This is a hit one family will talk about for years to come.
Padres rookie Daniel Camarena became the first relief pitcher to hit a grand slam since Pittsburgh’s Don Robinson on Sept. 12, 1985 when he launched Nationals ace Max Scherzer’s pitch into right field Thursday night. The 28-year-old was the first Padres player to have a grand slam for their first career hit, and he’s the second pitcher ever whose first hit was a grand slam.
The moment was made sweeter when Camarena’s family was caught on camera celebrating the grand slam.

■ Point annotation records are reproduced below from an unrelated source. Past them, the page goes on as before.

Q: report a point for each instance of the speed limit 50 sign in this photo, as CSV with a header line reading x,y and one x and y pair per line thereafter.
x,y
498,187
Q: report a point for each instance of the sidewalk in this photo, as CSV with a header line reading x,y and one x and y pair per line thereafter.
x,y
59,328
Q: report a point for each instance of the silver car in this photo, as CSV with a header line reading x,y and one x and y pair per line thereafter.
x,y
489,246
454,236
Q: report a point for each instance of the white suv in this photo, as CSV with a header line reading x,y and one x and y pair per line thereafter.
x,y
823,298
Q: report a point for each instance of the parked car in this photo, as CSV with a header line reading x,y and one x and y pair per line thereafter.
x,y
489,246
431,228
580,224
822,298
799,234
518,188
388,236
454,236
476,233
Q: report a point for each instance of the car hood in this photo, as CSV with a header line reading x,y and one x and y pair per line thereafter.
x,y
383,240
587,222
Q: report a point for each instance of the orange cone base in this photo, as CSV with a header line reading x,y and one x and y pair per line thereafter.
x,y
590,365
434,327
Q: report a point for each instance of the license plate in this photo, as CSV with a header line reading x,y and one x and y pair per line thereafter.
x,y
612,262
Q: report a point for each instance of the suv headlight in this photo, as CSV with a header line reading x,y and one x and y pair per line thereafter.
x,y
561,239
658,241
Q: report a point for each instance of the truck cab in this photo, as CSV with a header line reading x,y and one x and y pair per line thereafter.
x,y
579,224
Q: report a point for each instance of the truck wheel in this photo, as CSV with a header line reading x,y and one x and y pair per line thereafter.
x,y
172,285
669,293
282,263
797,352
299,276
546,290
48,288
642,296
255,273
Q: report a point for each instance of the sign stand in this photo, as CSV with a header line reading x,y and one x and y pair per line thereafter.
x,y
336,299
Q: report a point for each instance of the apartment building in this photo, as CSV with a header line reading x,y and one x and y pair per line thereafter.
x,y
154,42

Cameras caught Camarena’s family jumping up and down in disbelief. His brother shouts “Oh my god,” before crouching down to the floor in excitement. His whole family was stunned as was Camarena who claimed he “blacked out” as he began to run the bases.
“We worked real hard through a lot, a lot. Little league, travel ball, we went at it,” Louie Camarena, Daniel’s brother, told Bally Sports. “My mom and dad bought a batting cage, and that’s all we did. It’s just very, very rewarding. It feels very beautiful to be living this moment honoring mom, dad, our family, all our friends, the community, doing it here in our hometown, you just can’t script it.”
Daniel Camarena said he “blacked out” after hitting the grand slam.
“I hit first base and then all of a sudden I noticed the lights were flashing in the stadium and that’s when it kind of hit, like, Oh my God I just hit a home run. Not only that, a grand slam,” he said.
The grand slam was not only a historical moment, but also a pivotal point in the Padres’ comeback victory over the Nationals. San Diego was down 8-2 before the grand slam. Camarena’s dinger was able to bring them back to within reach, marking the turning point for the Padres’ 9-8 win.
Tommy Pham was able to tie the game at eight after an RBI double. With runners on second and third with two outs, Trent Grisham was able to cement the victory on a walk-off single to complete the comeback.
“Down 8-0 to Max Scherzer, our ace goes out of the game, we get a grand slam from a pitcher just called up today, probably at the top,” Padres manager Jayce Tingler said. “It’s special and that’s why I’m confident we’re going to do special things, just because of the way we fight. We don’t lay down, we just keep going.”